White-rumped Vulture has suffered the most catastrophic effects of ingesting diclofenac, with a loss of about 99.9 per cent of the wild population. Photo: Goran Ekstrom.
Award-winning Indian conservationist S Bharathidasan of Tamil Nadu-based NGO and SAVE associate, Arulagam, said: “The court battle has taken over two years and I have done my best to attend most of the hearings, submitting relevant scientific documents. We have been fortunate to have conservation-minded lawyers helping us, and the Deputy Drug Controller from Central Drugs Standard Control Organisation [in] Tamil Nadu State, has been very much on the side of science and the vultures.”
After the judgement, the court issued a statement, saying that they would accept the precautionary principle advanced as an argument by the learned solicitor, and that the argument that there had been a lack of decline in vulture populations after 2012 was insignificant.
The case prompted a High Court appointed panel of experts to meet and re-examine the evidence. Dr Vibhu Prakash, Deputy Director of the Bombay Natural History Society, was called by the expert panel along with senior Government officials. He said: “We presented the strong scientific evidence for the link between diclofenac use in cattle and vulture declines, and evidence of how diclofenac is clearly still being used illegally by some irresponsible veterinary practitioners. Upholding this ban is an important way to make this illegal use less easy and so help to protect the last few remaining vultures.”
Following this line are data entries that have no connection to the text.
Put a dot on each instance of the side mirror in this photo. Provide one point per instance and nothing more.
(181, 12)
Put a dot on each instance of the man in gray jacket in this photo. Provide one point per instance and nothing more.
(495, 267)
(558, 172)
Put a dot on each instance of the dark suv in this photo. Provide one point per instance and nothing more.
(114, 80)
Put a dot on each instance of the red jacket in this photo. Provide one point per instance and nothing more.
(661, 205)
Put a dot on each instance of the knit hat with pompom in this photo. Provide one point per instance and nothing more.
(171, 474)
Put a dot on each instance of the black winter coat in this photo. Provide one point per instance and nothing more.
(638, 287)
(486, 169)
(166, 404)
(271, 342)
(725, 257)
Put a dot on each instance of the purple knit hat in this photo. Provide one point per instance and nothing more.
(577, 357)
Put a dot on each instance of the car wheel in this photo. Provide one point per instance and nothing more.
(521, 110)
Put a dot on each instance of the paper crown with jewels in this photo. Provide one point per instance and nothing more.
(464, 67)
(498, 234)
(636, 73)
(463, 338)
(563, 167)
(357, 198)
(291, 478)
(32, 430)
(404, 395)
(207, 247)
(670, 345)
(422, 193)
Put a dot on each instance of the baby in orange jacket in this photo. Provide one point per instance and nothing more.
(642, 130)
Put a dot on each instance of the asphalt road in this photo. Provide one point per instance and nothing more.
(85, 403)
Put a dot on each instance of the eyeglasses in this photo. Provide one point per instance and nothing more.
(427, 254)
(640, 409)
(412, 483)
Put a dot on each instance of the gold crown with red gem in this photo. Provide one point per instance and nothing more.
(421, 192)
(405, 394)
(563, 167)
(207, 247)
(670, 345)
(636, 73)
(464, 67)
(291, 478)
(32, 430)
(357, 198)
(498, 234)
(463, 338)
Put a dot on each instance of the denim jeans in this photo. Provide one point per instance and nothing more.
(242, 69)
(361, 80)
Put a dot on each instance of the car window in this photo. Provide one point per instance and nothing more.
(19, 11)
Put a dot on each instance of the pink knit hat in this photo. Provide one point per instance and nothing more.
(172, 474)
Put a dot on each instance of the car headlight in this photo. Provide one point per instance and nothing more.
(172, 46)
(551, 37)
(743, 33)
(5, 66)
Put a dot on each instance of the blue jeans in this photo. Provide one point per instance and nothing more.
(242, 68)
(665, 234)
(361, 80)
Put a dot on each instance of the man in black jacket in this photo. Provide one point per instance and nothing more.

SAVE programme manager Chris Bowden said: “There is really no legitimate need for larger vials in human medicine, so the production of the larger vials has been a cynical way that the pharmaceutical companies have been facilitating illegal use of the drug. We warmly welcome this ruling which is an important step for vulture conservation in the region, and credit to the Indian authorities for upholding this important measure.”
Upholding the ban is on diclofenac sale will help to protect the subcontinent's last remaining vultures.